Les troubles du sommeil regroupent de nombreuses maladies qui présentent des mécanismes complètement différents. Il y a d'abord l'insomnie, dont les conséquences se manifestent pendant la journée: fatigue, baisse de moral, problèmes de concentration ou de mémoire.
Il y a ensuite les maladies respiratoires, comme les apnées du sommeil. Finalement, on peut évoquer les troubles moteurs, qui touchent souvent les jambes. Cela peut prendre la forme de mouvements périodiques des jambes pendant le sommeil, ou d'un besoin pressant de les bouger avant l'endormissement, ce qui fait qu'on a beaucoup de mal à s'endormir.
Il s'agit donc de situations très différentes. Comment soigne-t-on ces troubles?

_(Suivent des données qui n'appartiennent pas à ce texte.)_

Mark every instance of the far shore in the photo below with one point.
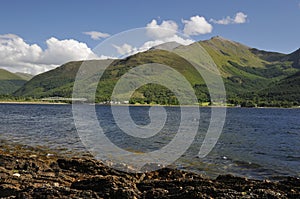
(202, 106)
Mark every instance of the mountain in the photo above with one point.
(285, 90)
(248, 73)
(25, 76)
(10, 82)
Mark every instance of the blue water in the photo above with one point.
(255, 142)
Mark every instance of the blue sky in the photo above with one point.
(269, 25)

La première étape consiste à poser un diagnostic. Il s'agit d'une phase primordiale, car elle permet d'identifier le trouble dont il est question.
Pour ce faire, il faut effectuer une évaluation minutieuse du sommeil de la personne, du déroulement de ses journées et de son mode de vie, afin d'identifier des signes et des symptômes permettant de nous orienter. Parfois, cela suffit, comme dans les cas des insomnies. D'autres fois, il s'avère nécessaire de mener des examens complémentaires, qui peuvent avoir lieu pendant la nuit ou la journée. C'est le cas lorsque l'on suspecte des apnées du sommeil, ou quand des personnes se plaignent d'hypersomnie ou de somnolence.

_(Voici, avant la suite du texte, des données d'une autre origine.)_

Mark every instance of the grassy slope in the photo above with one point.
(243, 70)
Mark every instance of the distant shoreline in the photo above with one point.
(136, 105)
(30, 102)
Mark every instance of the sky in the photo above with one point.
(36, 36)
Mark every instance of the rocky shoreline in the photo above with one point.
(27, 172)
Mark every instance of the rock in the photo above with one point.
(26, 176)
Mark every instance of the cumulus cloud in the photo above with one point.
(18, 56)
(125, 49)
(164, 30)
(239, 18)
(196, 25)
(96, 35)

Et qu'en est-il du traitement?
Le traitement dépend de la maladie. Les personnes souffrant d'hypersomnie neurologique reçoivent un traitement médicamenteux, avec des stimulants qui leur permettent d'être plus réveillés. Pour l'insomnie, en revanche, on n'utilise pas les médicaments, mais on propose plutôt des thérapies comportementales et cognitives, afin de réapprendre au patient à dormir.
Il s'agit de machines qui insufflent de l'air à une certaine pression pour empêcher les pauses respiratoires, ou de gouttières qui avancent la mâchoire en avant de quelques millimètres dans l'objectif de créer de l'espace et dégager les voies aériennes.
A partir de quel moment faut-il consulter?
Il faut s'adresser à un médecin quand on estime que notre problème de sommeil a un impact sur notre fonctionnement et altère notre qualité de vie, ou notre santé. On devrait également consulter si l'on souffre d'une somnolence qui nous paraît excessive, car cela traduit normalement des problèmes de sommeil sous-jacents et nous expose à un risque accidentel, notamment au volant.